Die Telematikinfrastruktur (TI) und ihre Anwendungen sind tägliche Arbeitsmittel in den Zahnarztpraxen, Arztpraxen, Krankenhäusern und Apotheken. Umso schwerer wiegt, dass die Betriebsstabilität der TI derzeit nicht zufriedenstellend ist. Die vergangenen Monate waren geprägt von einer Vielzahl technischer Störungen, angefangen bei temporären Nichtverfügbarkeiten zentraler Dienste über anhaltende Performanceprobleme einzelner Fachanwendungen bis hin zu großflächigen Ausfällen bei einem Kartenanbieter. Diese Ereignisse machen deutlich, dass die TI weiterhin zu störanfällig ist und die gematik offenbar nicht die richtigen Instrumente in der Hand hält, um Störungen schnell beheben zu können. Das widerspricht ihrem Auftrag, den sicheren und stabilen Betrieb der TI sicherzustellen (§ 311 SGB V). Deshalb ist das BMG in der Pflicht, Abhilfe zu schaffen und die gematik mit den notwendigen Befugnissen und Ressourcen auszustatten, die benötigt werden, um die Betriebsstabilität der TI nachhaltig zu sichern und die Haftung der Diensteanbieter in der Telematikinfrastruktur für von ihnen zu verantwortende unzureichende Funktionalitäten einfordern zu können.

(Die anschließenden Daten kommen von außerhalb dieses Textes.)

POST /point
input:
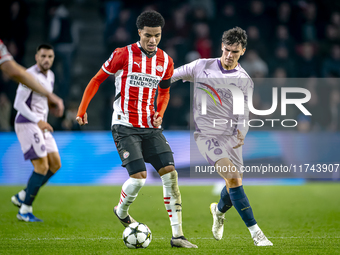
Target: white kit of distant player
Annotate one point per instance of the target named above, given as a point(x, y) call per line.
point(206, 74)
point(33, 107)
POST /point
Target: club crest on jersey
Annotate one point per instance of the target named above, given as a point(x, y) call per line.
point(126, 154)
point(218, 151)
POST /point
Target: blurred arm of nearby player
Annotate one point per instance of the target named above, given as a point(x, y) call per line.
point(90, 91)
point(19, 74)
point(185, 72)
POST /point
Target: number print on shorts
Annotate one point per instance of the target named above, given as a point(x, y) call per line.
point(36, 138)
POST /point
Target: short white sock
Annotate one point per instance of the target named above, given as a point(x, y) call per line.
point(128, 194)
point(26, 209)
point(22, 195)
point(177, 230)
point(253, 229)
point(172, 202)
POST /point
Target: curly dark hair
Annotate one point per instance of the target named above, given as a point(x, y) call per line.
point(235, 35)
point(45, 46)
point(150, 19)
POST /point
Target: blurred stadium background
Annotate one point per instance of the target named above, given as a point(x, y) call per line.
point(286, 39)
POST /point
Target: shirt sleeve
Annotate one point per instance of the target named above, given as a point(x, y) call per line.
point(169, 70)
point(115, 61)
point(23, 93)
point(185, 72)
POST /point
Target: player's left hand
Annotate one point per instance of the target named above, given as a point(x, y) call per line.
point(157, 120)
point(240, 138)
point(82, 120)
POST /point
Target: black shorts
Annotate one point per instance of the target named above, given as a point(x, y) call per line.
point(139, 143)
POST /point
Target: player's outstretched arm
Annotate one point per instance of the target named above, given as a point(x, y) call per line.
point(90, 91)
point(240, 139)
point(19, 74)
point(185, 72)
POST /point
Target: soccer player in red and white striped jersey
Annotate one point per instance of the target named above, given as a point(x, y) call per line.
point(140, 69)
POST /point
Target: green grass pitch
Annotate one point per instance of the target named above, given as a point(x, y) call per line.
point(79, 220)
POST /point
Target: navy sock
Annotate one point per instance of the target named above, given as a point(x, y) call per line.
point(46, 178)
point(225, 203)
point(241, 204)
point(33, 185)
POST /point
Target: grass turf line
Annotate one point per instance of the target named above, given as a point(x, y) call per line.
point(79, 220)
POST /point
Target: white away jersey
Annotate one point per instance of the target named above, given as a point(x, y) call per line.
point(30, 105)
point(206, 74)
point(137, 78)
point(4, 54)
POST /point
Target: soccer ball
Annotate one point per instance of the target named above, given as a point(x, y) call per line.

Dazu gehören zusätzlich der Ausbau des technischen Monitorings, die Schaffung klarer Eingriffsrechte gegenüber Dienstanbietern im Störungsfall, die Schärfung verbindlicher Verfügbarkeitskennzahlen (SLAs) und ein koordiniertes Notfall- und Wiederanlaufmanagement. Die konkrete Ausgestaltung entsprechender Maßnahmen ist Aufgabe der gematik. Sie muss daher ihren Gremien zeitnah einen entsprechenden Katalog zur Beratung und Beschlussfassung vorlegen.